Female:0 - 5 1.73 1.51 1.97

Female:11 - 15 1.33 1.18 1.50

Female:16 - 20 1.16 1.03 1.31

Female:21 - 25 0.96 0.84 1.10

Female:36 - 45 1.03 0.91 1.16

Female:46 - 55 1.06 0.94 1.19

Female:56 - 65 1.28 1.15 1.43

Female:6 - 10 1.44 1.27 1.64

Female:66 - 75 1.50 1.36 1.66

Female:Over 75 1.51 1.37 1.66

10

Question 3a

Write a short paragraph describing a case/control model (not the results) corresponding the

theGlm and theGlmInt objects.
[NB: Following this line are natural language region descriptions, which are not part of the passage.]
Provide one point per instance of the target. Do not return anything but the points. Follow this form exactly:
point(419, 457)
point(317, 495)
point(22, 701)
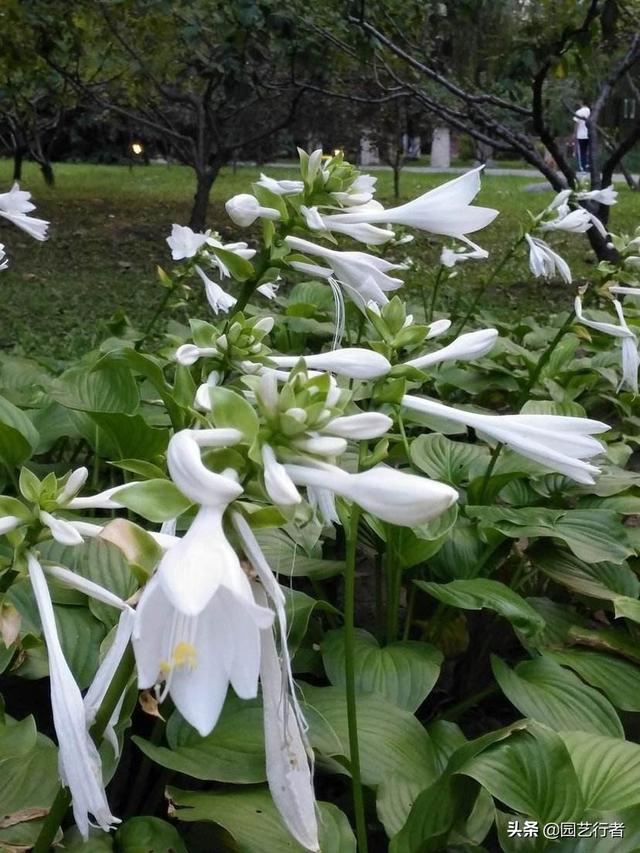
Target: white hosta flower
point(188, 354)
point(278, 483)
point(289, 759)
point(465, 348)
point(200, 599)
point(360, 192)
point(544, 262)
point(15, 206)
point(446, 210)
point(62, 531)
point(391, 495)
point(218, 299)
point(269, 289)
point(573, 221)
point(450, 257)
point(241, 249)
point(437, 328)
point(363, 276)
point(244, 209)
point(629, 342)
point(364, 425)
point(79, 761)
point(606, 196)
point(185, 243)
point(280, 187)
point(361, 231)
point(352, 362)
point(557, 442)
Be sure to specify the case definition and the control group,

and what the covariates are.

Question 3b

Write a short report assessing whether the UK road accident data are consistent with the

hypothesis that women tend to be, on average, safer as pedestrians than men, particularly as

teenagers and in early adulthood. Explain which of the two models fit is more appropriate

for addressing this research question.

Question 3c

It is well established that women are generally more willing to seek medical attention for

health problems than men, and it is hypothesized that men are less likely than women to

report minor injuries caused by road accidents. Write a critical assessment of whether or not

the control group is a valid one for assessing whether women are on average better at road

safety than man.

Some code

download data

pedestrainFile = Pmisc::downloadIfOld(

'http://pbrown.ca/teaching/303/data/pedestrians.rds')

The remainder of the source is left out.